Why it matters: World, formerly known as Worldcoin, has struggled to convince everyday internet users to sign up for its identity verification system.
- But as AI agents proliferate, companies are increasingly looking for ways to verify not just who users are, but whether a real human is behind an online interaction at all.
Driving the news: World upgraded the protocol behind its identity tool, World ID, and is open-sourcing it so any app can integrate it as an authentication layer.
- The company is also launching a standalone World ID app, where users can store credentials and use them to log into other services.
Between the lines: The announcement bundles together a range of previously introduced ideas — from AI agent verification tools to non-biometric sign-in options — as World tries to push its technology into more mainstream use.

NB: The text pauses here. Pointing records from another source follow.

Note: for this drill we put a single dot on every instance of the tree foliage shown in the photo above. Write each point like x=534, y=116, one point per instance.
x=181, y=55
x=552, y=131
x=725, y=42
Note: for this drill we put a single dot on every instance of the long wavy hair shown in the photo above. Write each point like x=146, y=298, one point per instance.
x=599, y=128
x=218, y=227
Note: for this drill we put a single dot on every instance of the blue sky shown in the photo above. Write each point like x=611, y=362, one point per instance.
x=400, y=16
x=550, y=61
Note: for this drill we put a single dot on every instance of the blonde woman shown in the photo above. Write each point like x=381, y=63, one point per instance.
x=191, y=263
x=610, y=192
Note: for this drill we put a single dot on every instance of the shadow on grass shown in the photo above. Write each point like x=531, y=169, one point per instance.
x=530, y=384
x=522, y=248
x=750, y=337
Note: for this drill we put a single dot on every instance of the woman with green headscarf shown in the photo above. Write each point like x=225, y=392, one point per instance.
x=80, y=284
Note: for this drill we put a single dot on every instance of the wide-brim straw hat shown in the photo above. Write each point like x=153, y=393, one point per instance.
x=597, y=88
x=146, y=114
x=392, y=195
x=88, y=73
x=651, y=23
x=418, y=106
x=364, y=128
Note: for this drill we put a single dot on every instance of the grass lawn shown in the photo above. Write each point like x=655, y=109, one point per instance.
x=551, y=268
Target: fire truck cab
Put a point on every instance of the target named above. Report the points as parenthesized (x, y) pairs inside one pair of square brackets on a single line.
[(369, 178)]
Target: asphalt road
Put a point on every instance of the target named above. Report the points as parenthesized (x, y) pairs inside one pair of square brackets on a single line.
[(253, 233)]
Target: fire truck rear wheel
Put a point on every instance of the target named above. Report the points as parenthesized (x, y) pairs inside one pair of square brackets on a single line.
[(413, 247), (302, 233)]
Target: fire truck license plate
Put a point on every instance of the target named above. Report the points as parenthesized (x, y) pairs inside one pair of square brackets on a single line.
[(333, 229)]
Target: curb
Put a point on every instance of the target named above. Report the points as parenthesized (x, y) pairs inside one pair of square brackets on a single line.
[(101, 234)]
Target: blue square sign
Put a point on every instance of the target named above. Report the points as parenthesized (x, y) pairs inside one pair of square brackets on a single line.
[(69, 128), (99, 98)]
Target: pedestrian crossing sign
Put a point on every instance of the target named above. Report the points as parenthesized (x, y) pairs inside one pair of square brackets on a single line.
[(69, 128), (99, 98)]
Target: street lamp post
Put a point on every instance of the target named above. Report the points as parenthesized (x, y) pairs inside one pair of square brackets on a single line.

- World argues that verifying humans is becoming more urgent as AI companies roll out new agents and work towards AGI — making it harder to distinguish AI from real people.
- "When anything can be fake, you don't know who and what to trust," Tiago Sada, chief product officer at Tools for Humanity, which develops World, told Axios.
How it works: World ID is designed to function more like a CAPTCHA replacement than a traditional identity system, Sada said.
- The protocol has three-tiers for how users can validate their identities: taking a selfie, submitting an official government-issued ID, and going in-person to an "orb" to scan your iris.
- Each company that uses World ID to verify someone's "humanness" decides which level of verification they require.
Zoom in: World is now leaning on partnerships to drive adoption.
- Zoom plans to integrate World ID to help verify participants on video calls and guard against deepfake impersonation.
- DocuSign is testing World ID as a way to confirm that a real human — not a bot or compromised account — is behind a digital signature.
- Okta and Vercel are working with World on tools to verify that a real human approved certain actions taken by AI systems.
- Tinder is expanding a previous pilot in Japan to the U.S., allowing users to verify that a real person is behind a profile.
- VanEck is testing an in-office "orb" for employee verification.
- World is also launching a "Concert Kit" tool designed to help artists reserve tickets for verified humans and cut down on bot-driven ticket scalping.
By the numbers: About 17.9 million people have signed up for World ID globally, according to the company.
- The Wall Street Journal reported last month that roughly 1.1 million of those users are in North America.
Yes, but: Analysts have called the program "problematic on many levels," due to the security and governance concerns.
What to watch: World will soon expand the number of "orbs" available in San Francisco, New York City and Los Angeles so most people in those cities are within about 5-10 minutes from one, Sada said.
- World also plans to bring its "orb-on-demand" service to San Francisco after piloting it in Argentina last year, Sada added.